Rock stars disappoint. One day preaching love and peace, the next up in court for assault. But out of all the politically-inspired popular musicians, none has managed to despoil the promise and sentiment of their own work to the degree Garrett-in-Labor has.

Rewind your memory. To the Oil’s heyday. Whether it be a singalong at Selina’s in ’78 or an explosive gig at the Hordern in ’87. And recall that shiver of excitement, that frisson of rebellion, at the drop-out lawyer with the gangly physique, the awesome voice and the frenetic dance moves, who in every note and dance step savaged the complacency of mainstream white Australia, berating us for our subservience to Uncle Sam, grabbing us by the throat and forcing us to face ourselves in the mirror over our neglect of our Aboriginal brethren, and flaying us alive for our trashing of the environment. Feeble politicians, conniving capitalists, evil company executives.

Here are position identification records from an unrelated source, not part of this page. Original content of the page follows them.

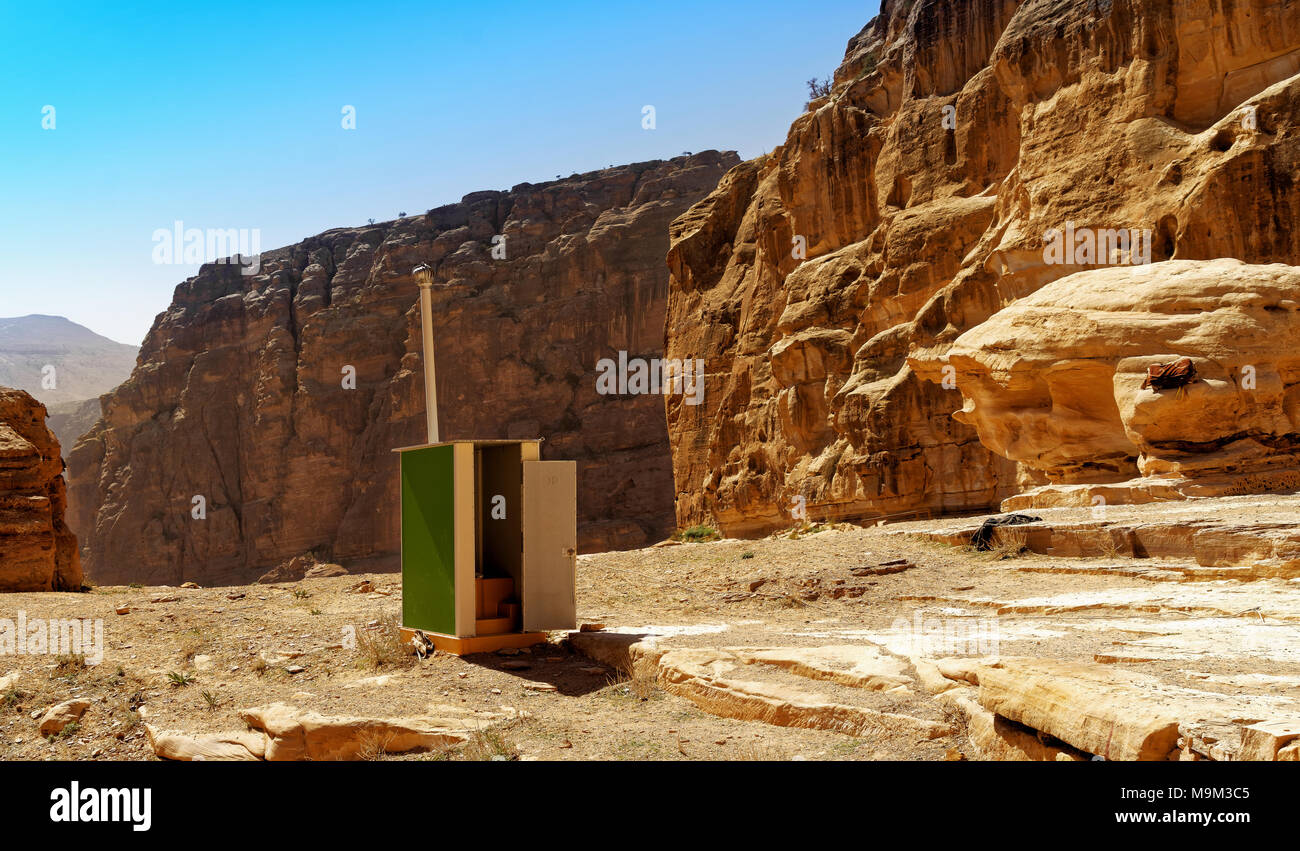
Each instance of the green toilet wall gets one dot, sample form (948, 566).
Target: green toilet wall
(428, 541)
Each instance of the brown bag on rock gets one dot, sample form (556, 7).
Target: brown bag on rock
(1178, 373)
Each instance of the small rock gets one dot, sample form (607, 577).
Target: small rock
(60, 716)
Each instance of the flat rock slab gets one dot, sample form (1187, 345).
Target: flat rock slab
(1116, 713)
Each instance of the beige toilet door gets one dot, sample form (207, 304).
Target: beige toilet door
(550, 545)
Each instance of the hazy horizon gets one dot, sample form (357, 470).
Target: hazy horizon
(159, 120)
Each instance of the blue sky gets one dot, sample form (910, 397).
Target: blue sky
(229, 116)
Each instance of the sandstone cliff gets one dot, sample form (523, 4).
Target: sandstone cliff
(239, 396)
(37, 550)
(917, 200)
(1056, 381)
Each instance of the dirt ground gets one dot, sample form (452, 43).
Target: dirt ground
(189, 659)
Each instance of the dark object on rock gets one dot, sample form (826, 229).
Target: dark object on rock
(1178, 373)
(884, 568)
(983, 537)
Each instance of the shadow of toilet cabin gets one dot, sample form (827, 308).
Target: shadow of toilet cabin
(489, 533)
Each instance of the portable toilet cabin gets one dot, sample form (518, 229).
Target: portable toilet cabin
(489, 545)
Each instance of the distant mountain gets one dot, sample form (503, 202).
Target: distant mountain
(65, 365)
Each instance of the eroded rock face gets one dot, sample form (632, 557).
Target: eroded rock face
(958, 134)
(37, 550)
(1054, 381)
(239, 396)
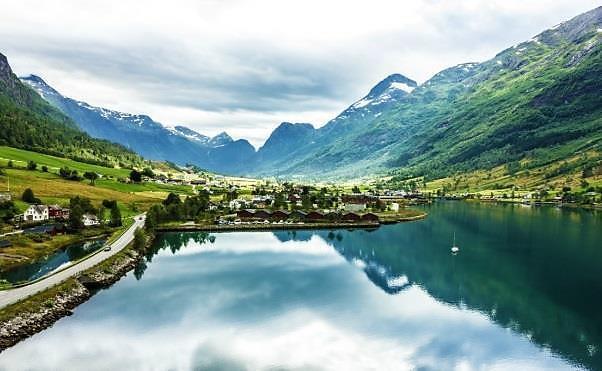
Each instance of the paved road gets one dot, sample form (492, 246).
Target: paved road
(11, 233)
(11, 296)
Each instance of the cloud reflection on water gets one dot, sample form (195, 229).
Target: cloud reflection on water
(250, 301)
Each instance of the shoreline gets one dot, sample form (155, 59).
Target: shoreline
(61, 300)
(267, 227)
(40, 311)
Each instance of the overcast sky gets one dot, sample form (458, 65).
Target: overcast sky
(245, 66)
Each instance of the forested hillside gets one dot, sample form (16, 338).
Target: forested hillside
(29, 122)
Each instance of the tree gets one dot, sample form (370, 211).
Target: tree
(148, 172)
(69, 174)
(109, 204)
(172, 199)
(587, 172)
(135, 176)
(76, 214)
(139, 239)
(91, 176)
(115, 216)
(29, 197)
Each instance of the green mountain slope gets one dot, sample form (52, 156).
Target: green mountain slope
(29, 122)
(540, 101)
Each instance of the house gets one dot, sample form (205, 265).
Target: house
(262, 214)
(370, 217)
(36, 213)
(51, 229)
(58, 212)
(280, 215)
(90, 220)
(315, 215)
(294, 198)
(351, 217)
(357, 202)
(245, 214)
(298, 215)
(237, 204)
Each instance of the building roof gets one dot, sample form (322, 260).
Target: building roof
(38, 208)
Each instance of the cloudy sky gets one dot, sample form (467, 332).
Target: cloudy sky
(245, 66)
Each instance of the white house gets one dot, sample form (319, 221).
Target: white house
(90, 220)
(35, 213)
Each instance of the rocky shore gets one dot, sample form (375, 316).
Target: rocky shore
(44, 309)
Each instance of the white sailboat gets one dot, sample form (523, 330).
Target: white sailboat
(455, 248)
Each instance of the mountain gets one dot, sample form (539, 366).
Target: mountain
(538, 102)
(29, 122)
(147, 137)
(300, 150)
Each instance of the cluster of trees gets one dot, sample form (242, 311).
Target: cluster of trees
(8, 210)
(78, 206)
(174, 209)
(136, 176)
(29, 197)
(69, 174)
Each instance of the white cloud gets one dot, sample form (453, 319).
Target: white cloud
(245, 66)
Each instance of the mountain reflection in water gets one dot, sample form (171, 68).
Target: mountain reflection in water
(522, 294)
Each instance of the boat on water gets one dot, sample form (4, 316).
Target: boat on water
(455, 249)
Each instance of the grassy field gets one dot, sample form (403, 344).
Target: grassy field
(498, 180)
(25, 250)
(51, 188)
(21, 157)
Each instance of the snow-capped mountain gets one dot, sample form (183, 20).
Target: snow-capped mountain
(381, 97)
(148, 137)
(189, 134)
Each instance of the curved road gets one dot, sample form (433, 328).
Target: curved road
(8, 297)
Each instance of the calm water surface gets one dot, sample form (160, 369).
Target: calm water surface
(525, 293)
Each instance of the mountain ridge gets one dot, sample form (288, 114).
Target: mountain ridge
(146, 136)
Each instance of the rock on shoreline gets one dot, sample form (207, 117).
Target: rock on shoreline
(27, 324)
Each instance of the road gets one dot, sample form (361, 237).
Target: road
(8, 297)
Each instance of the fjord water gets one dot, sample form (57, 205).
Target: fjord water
(53, 262)
(525, 292)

They were all there, in a rogues gallery set to some of the most brilliant rock tunes ever written.

But what happens now? Does Garret simply stay schtum, whither on the vine and disappear in the wipeout of the next federal election?

Time is running out for Garrett to stand tall. Peter, pick an issue. Any one will do. And resign. Whether it be over your government’s failure to genuinely improve indigenous well being, or about the sale of uranium to India, or the basing of US forces in Oz, or off shore processing of asylum seekers, or mandatory detention, or your government’s inaction on whaling, or the threat of CSG mining, or any of the myriad issues you once were so passionate about. Do a Wilkie. Threaten to bring the whole show crashing down unless you get your way. Just once.

Better to die on your feet than to live on your knees.